Yo estaba hablando solamente de la frase *"Me he enterado de lo que murió*".


----------



## JennyTW

juan2937 said:


> Well, I use it as a general person NOT a particular one. Is it right or I have to use his or her instead?



No, you can't use "its" to refer to a general person. You have to use "his" or "her". It's also quite common to use "they/their" for a singular general person without specifying their sex.  (See what I mean?!)


----------



## juan2937

JennyTW said:


> No, you can't use "its" to refer to a general person. You have to use "his" or "her". It's also quite common to use "they/their" for a singular general person without specifying their sex.  (See what I mean?!)



Sure and thank you!. I have read this : I don't have Mary's phone number; but my friend Joe gave me its number.


----------



## JennyTW

Well, I don't know where you read it but it's certainly not correct.


----------



## juan2937

JennyTW said:


> Well, I don't know where you read it but it's certainly not correct.



Thanks a lot! for your sharp answer.


----------



## inib

juan2937 said:


> Sure and thank you!. I have read this : I don't have Mary's phone number; but my friend Joe gave me its number.


We're going off topic here, but I don't know who could even imagine that we are talking about *unspecified* gender. Presuming that we all know that "Mary" is  traditionally a girl's name and Joe is a lad.....


----------



## fernanduz

"Me he enterado de lo que murió" = frase muy traída de los cabellos.
Está mal dicho, realmente. La expresión no podría emerger ni siquiera de los pelos.


----------



## juan2937

inib said:


> We're going off topic here, but I don't know who could even imagine that we are talking about *unspecified* gender. Presuming that we all know that "Mary" is  traditionally a girl's name and Joe is a lad.....



Your presuming is correct.!


----------



## juan2937

fernanduz said:


> "Me he enterado de lo que murió" = frase muy traída de los cabellos.
> Está mal dicho, realmente.

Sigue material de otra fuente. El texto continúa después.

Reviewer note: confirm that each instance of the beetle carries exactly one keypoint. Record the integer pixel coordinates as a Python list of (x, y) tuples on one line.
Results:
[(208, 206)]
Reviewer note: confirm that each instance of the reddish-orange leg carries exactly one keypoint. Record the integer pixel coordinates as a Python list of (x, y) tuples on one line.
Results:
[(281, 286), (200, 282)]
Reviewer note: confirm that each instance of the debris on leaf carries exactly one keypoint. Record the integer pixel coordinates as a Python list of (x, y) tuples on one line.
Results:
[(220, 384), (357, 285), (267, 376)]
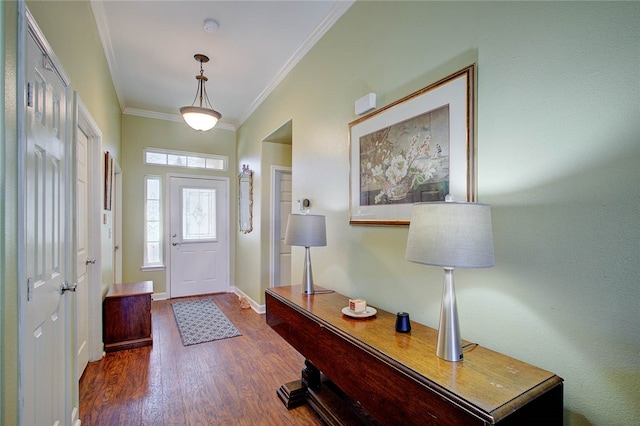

La expresión no podría emerger ni siquiera de los pelos.



Me gustaría saber el  porqué está mal dicha, gracias,


----------



## _SantiWR_

msimpson801 said:


> I have seen the following sentences in various dictionaries. I know that - to hear about = enterarse de algo
> 
> My question is this, when do I have to use - de lo de - rather than just - de -
> 
> ¿te has enterado de lo de Marta?
> have you heard about Mmarta?
> 
> ¿te has enterado de lo del terremeto en Japan?
> have you heard about the earthquake in Japan?
> 
> ¿te has enterado de lo del accidente?
> have you heard about the accident
> 
> ¿te has enterado de lo occurrido?
> have you heard about what happened
> 
> ¿te has enterado de las últimas noticias? (*not - te has enterado de lo de las últimas noticias?, why?)
> have you heard about the latest news
> 
> ¿te has enterado de lo del concierto?
> have you heard about the concert
> 
> me he enterado de que tienes un nuevo trabajo (*not - me he enterado de lo de que tiene un nuevo trabajo?, why?)
> I've heard you have a new job
> 
> what does - de lo de - mean? I can't make a literal translation of the phrase



lo de X = that thing about X (that you may not know). 

In that vein, you could say:

_Me he enterado de lo de que tienes un nuevo trabajo.
¿Te has enterado de lo de las últimas noticias?_

Regards.


----------



## JennyTW

In that vain, you could say:

It should be "in that VEIN". 
Saludos


----------



## micafe

_SantiWR_ said:


> _Me he enterado de lo de que tienes un nuevo trabajo.
> _.



¿Do you really say that? ¿when?


----------



## fernanduz

Podría ser, juan2937:
Me enteré de lo que vivió/viajó/luchó... No suenan mal. 
Pero:
Me enteré de 'lo' que murió. Sobra 'lo', claramente. Parece un chiste negro.


----------



## juan2937

fernanduz said:


> Podría ser, juan2937:
> Me enteré de lo que vivió/viajó/luchó... No suenan mal.
> Pero:
> Me enteré de 'lo' que murió. Sobra 'lo', claramente. Parece un chiste negro.



Una cosa es : me enteré de qué murió y otra muy distinta en la sintaxis : me enteré de lo que murió tu padre, me enteré de lo que le sucedió a tu sobrina.


----------